Read The Mysterious Island Online

Authors: Jules Verne

The Mysterious Island (81 page)

"My companions and myself?"

"Doubtless, at Lincoln Island."

"At Lincoln Island!" exclaimed in a breath Gideon Spilett, Herbert, Neb,
and Pencroft, in the highest degree astonished.

"How could you be aware of the existence of Lincoln Island?" inquired
Cyrus Harding, "it is not even named in the charts."

"I knew of it from a document left by you on Tabor Island," answered
Robert Grant.

"A document!" cried Gideon Spilett.

"Without doubt, and here it is," answered Robert Grant, producing a
paper which indicated the longitude and latitude of Lincoln Island, "the
present residence of Ayrton and five American colonists."

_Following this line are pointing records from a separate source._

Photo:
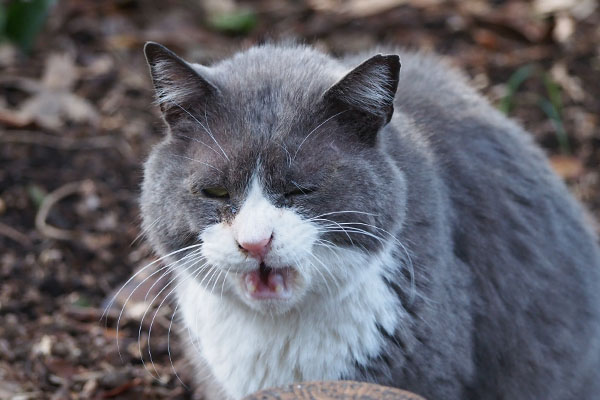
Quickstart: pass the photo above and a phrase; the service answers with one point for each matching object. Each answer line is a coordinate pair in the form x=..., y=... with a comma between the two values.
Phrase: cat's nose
x=257, y=248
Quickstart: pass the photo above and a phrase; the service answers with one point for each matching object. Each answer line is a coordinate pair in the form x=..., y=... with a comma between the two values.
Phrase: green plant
x=21, y=21
x=550, y=104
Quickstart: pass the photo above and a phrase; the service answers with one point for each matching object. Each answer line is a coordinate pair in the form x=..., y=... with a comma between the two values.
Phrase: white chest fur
x=247, y=351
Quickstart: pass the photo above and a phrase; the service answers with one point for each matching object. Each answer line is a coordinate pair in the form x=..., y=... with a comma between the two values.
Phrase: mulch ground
x=77, y=120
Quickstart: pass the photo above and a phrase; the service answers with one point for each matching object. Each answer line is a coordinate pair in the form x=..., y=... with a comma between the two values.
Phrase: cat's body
x=437, y=252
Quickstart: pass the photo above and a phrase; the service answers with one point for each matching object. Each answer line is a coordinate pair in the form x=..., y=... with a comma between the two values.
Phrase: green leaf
x=24, y=20
x=514, y=82
x=2, y=20
x=237, y=22
x=36, y=194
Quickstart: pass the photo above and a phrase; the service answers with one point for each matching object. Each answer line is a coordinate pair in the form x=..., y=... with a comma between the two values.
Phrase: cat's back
x=534, y=260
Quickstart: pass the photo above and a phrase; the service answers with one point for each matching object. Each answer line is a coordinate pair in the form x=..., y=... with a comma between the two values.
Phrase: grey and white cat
x=337, y=219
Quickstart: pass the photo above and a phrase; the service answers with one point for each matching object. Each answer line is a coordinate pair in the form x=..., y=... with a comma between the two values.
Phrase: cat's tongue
x=267, y=283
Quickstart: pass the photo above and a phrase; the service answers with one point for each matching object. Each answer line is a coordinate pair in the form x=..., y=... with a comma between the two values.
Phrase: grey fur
x=506, y=272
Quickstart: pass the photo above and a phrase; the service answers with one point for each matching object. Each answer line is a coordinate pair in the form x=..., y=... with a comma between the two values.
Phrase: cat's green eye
x=215, y=192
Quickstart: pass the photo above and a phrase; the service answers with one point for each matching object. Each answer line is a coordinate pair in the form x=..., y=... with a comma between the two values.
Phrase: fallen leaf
x=566, y=166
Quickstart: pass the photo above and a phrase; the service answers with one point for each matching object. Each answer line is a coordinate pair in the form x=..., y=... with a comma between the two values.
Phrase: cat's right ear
x=364, y=98
x=180, y=89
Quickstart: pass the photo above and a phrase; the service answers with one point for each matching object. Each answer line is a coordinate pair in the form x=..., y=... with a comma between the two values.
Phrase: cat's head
x=271, y=174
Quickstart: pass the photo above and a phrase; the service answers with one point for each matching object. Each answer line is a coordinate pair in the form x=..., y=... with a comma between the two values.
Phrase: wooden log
x=338, y=390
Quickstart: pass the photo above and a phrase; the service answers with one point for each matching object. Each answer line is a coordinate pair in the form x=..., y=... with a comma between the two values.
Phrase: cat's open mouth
x=269, y=283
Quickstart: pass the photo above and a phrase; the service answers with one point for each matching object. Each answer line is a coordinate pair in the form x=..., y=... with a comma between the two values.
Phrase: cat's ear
x=179, y=87
x=365, y=96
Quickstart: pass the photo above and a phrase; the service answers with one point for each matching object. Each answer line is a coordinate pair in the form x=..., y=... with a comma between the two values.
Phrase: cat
x=329, y=219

"It is Captain Nemo!" cried Cyrus Harding, after having read the notice,
and recognized that the handwriting was similar to that of the paper
found at the corral.

"Ah!" said Pencroft, "it was then he who took our 'Bonadventure' and
hazarded himself alone to go to Tabor Island!"

"In order to leave this notice," added Herbert.

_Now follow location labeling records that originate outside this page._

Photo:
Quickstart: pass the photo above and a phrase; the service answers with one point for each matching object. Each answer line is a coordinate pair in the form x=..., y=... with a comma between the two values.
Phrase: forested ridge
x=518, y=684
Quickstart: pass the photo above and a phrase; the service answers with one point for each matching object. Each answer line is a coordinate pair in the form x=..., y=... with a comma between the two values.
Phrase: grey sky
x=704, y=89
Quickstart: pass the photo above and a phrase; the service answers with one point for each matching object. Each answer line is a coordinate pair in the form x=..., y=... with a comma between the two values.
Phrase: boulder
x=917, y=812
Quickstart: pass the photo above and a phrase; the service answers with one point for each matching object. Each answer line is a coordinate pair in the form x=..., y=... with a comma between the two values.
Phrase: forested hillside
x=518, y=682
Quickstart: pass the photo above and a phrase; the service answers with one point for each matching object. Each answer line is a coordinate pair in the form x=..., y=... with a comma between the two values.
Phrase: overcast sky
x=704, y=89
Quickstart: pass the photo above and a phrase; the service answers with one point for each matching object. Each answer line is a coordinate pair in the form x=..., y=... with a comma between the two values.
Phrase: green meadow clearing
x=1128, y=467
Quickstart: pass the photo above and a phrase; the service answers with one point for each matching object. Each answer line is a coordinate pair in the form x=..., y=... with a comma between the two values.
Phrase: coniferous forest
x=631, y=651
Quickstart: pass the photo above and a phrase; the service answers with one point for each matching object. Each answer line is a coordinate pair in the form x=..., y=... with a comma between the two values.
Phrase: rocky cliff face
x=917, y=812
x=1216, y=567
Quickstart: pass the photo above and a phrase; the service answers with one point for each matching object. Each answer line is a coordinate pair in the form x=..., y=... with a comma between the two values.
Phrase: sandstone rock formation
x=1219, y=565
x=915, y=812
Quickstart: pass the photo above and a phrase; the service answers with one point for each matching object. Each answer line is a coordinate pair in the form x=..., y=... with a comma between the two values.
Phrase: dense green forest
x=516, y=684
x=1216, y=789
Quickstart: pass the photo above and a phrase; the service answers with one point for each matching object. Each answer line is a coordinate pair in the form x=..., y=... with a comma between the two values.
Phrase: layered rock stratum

"I was then right in saying," exclaimed the sailor, "that even after his
death the captain would render us a last service."

"My friends," said Cyrus Harding, in a voice of the profoundest emotion,
"may the God of mercy have had pity on the soul of Captain Nemo, our
benefactor."

The colonists uncovered themselves at these last words of Cyrus Harding,
and murmured the name of Captain Nemo.

Then Ayrton, approaching the engineer, said simply, "Where should this
coffer be deposited?"

It was the coffer which Ayrton had saved at the risk of his life, at
the very instant that the island had been engulfed, and which he now
faithfully handed to the engineer.

"Ayrton! Ayrton!" said Cyrus Harding, deeply touched. Then, addressing
Robert Grant, "Sir," he added, "you left behind you a criminal; you find
in his place a man who has become honest by penitence, and whose hand I
am proud to clasp in mine."

Robert Grant was now made acquainted with the strange history of Captain
Nemo and the colonists of Lincoln Island. Then, observation being taken
of what remained of this shoal, which must henceforward figure on the
charts of the Pacific, the order was given to make all sail.

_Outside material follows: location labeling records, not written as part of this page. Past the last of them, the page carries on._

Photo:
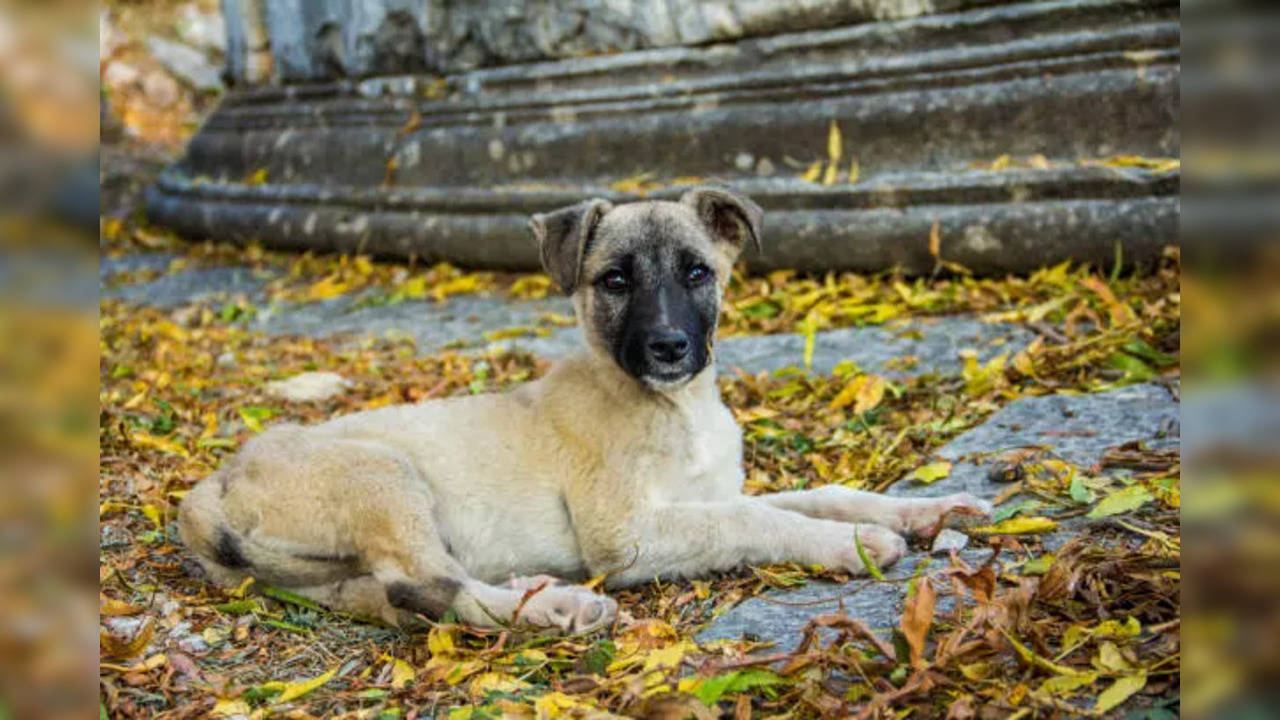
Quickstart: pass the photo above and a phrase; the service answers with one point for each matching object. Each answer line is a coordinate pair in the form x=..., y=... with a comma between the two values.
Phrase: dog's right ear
x=562, y=236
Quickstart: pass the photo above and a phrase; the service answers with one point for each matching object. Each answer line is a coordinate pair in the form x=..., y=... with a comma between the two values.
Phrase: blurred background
x=165, y=65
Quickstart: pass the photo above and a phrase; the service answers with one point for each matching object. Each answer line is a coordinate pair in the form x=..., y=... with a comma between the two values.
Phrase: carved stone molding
x=410, y=164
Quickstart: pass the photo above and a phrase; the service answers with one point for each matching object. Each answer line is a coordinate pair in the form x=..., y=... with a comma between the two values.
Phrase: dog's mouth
x=668, y=377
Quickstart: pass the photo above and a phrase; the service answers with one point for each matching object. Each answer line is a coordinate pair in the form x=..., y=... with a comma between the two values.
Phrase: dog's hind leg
x=906, y=515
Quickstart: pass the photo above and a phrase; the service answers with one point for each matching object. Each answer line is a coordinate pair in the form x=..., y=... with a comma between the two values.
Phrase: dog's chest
x=702, y=459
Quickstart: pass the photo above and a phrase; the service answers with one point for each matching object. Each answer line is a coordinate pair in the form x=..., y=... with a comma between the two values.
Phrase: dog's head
x=647, y=278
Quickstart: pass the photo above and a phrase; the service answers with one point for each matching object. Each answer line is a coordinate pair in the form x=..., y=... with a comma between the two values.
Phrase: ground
x=1055, y=395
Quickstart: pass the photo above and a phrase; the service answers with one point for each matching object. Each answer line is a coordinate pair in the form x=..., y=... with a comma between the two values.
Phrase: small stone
x=160, y=89
x=949, y=540
x=309, y=387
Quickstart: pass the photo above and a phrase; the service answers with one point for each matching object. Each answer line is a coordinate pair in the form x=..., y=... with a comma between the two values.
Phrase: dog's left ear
x=730, y=217
x=562, y=236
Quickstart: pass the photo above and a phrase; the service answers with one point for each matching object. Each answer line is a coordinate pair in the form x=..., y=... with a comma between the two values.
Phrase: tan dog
x=621, y=460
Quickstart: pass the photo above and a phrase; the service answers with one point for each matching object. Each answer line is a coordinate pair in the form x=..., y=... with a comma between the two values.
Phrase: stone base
x=406, y=165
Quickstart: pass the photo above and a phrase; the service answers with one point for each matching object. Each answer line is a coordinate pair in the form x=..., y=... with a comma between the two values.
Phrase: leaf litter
x=1087, y=629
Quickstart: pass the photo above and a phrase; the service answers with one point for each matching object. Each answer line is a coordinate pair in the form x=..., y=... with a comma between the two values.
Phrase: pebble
x=949, y=540
x=309, y=387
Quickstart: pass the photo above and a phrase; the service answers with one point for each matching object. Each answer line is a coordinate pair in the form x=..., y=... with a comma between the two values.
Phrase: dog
x=621, y=461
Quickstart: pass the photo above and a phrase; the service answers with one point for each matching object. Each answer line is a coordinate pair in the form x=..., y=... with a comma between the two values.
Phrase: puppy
x=622, y=460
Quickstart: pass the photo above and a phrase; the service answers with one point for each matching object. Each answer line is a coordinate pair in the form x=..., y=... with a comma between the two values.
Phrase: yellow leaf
x=813, y=172
x=918, y=618
x=1016, y=527
x=595, y=580
x=402, y=673
x=830, y=176
x=557, y=705
x=1066, y=684
x=1130, y=628
x=487, y=683
x=144, y=440
x=1123, y=689
x=439, y=641
x=931, y=473
x=809, y=327
x=457, y=286
x=227, y=707
x=982, y=379
x=293, y=691
x=154, y=514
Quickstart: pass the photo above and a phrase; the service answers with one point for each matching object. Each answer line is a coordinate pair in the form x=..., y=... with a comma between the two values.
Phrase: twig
x=1048, y=332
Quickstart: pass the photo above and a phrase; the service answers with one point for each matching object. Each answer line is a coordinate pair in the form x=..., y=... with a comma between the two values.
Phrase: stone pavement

A few weeks afterwards the colonists landed in America, and found their
country once more at peace after the terrible conflict in which right
and justice had triumphed.

Of the treasures contained in the coffer left by Captain Nemo to the
colonists of Lincoln Island, the larger portion was employed in the
purchase of a vast territory in the State of Iowa. One pearl alone, the
finest, was reserved from the treasure and sent to Lady Glenarvan in the
name of the castaways restored to their country by the "Duncan."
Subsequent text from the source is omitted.